Check Correct HDFS Functioning
hdfs dfsadmin -report
You should be able to run this command on any of hadoop cluster nodes and expect the following output
>> hdfs dfsadmin -report
Configured Capacity: 93497118720 (87.08 GB)
Present Capacity: 78340636672 (72.96 GB)
DFS Remaining: 78340562944 (72.96 GB)
DFS Used: 73728 (72 KB)
DFS Used%: 0.00%
Replicated Blocks:
Under replicated blocks: 0
Blocks with corrupt replicas: 0
Missing blocks: 0
Missing blocks (with replication factor 1): 0
Pending deletion blocks: 0
Erasure Coded Block Groups:
Low redundancy block groups: 0
Block groups with corrupt internal blocks: 0
Missing block groups: 0
Pending deletion blocks: 0
-------------------------------------------------
Live datanodes (3):
Name: 10.0.0.11:9866 (server-1)
Hostname: server-1
Decommission Status : Normal
Configured Capacity: 31165706240 (29.03 GB)
DFS Used: 24576 (24 KB)
Non DFS Used: 3447148544 (3.21 GB)
DFS Remaining: 26111803392 (24.32 GB)
DFS Used%: 0.00%
DFS Remaining%: 83.78%
Configured Cache Capacity: 0 (0 B)
Cache Used: 0 (0 B)
Cache Remaining: 0 (0 B)
Cache Used%: 100.00%
Cache Remaining%: 0.00%
Xceivers: 1
Last contact: Wed Feb 13 09:38:47 PST 2019
Last Block Report: Wed Feb 13 09:38:29 PST 2019
Num of Blocks: 0
Name: 10.0.0.12:9866 (server-2)
Hostname: server-2
Decommission Status : Normal
Configured Capacity: 31165706240 (29.03 GB)
DFS Used: 24576 (24 KB)
Non DFS Used: 3444572160 (3.21 GB)
DFS Remaining: 26114379776 (24.32 GB)
DFS Used%: 0.00%
DFS Remaining%: 83.79%
Configured Cache Capacity: 0 (0 B)
Cache Used: 0 (0 B)
Cache Remaining: 0 (0 B)
Cache Used%: 100.00%
Cache Remaining%: 0.00%
Xceivers: 1
Last contact: Wed Feb 13 09:38:46 PST 2019
Last Block Report: Wed Feb 13 09:38:28 PST 2019
Num of Blocks: 0
Name: 10.0.0.13:9866 (server-3)
Hostname: server-3
Decommission Status : Normal
Configured Capacity: 31165706240 (29.03 GB)
DFS Used: 24576 (24 KB)
Non DFS Used: 3444572160 (3.21 GB)
DFS Remaining: 26114379776 (24.32 GB)
DFS Used%: 0.00%
DFS Remaining%: 83.79%
Configured Cache Capacity: 0 (0 B)
Cache Used: 0 (0 B)
Cache Remaining: 0 (0 B)
Cache Used%: 100.00%
Cache Remaining%: 0.00%
Xceivers: 1
Last contact: Wed Feb 13 09:38:46 PST 2019
Last Block Report: Wed Feb 13 09:38:28 PST 2019
Num of Blocks: 0
If the command above fails or the number of nodes is less then three, refer to the troubleshooting section for possible solutions.
Working with File System
Download Alice in Wonderland. Copy the text file to one of the nodes (use Vagrant’s shared folders).

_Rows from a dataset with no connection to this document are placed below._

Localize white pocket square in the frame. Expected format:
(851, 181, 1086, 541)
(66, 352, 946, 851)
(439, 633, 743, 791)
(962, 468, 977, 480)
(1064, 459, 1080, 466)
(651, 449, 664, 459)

Place the text file onto hdfs using hdfs put.
hdfs dfs -put path/on/locl/machine path/on/hdfs
HDFS copies to user directory by default, but it does not exist.
hdfs dfs -mkdir /user/
hdfs dfs -mkdir /user/vagrant
After you copied the file, you should be able to see it on HDFS
hdfs dfs -ls
Most of unix filesystem commands are available
hdfs dfs -rm alice.txt
YARN
Resource manager YARN usually runs on a dedicated machine. Since many of us are limited with resources, we place it on the same node as namenode.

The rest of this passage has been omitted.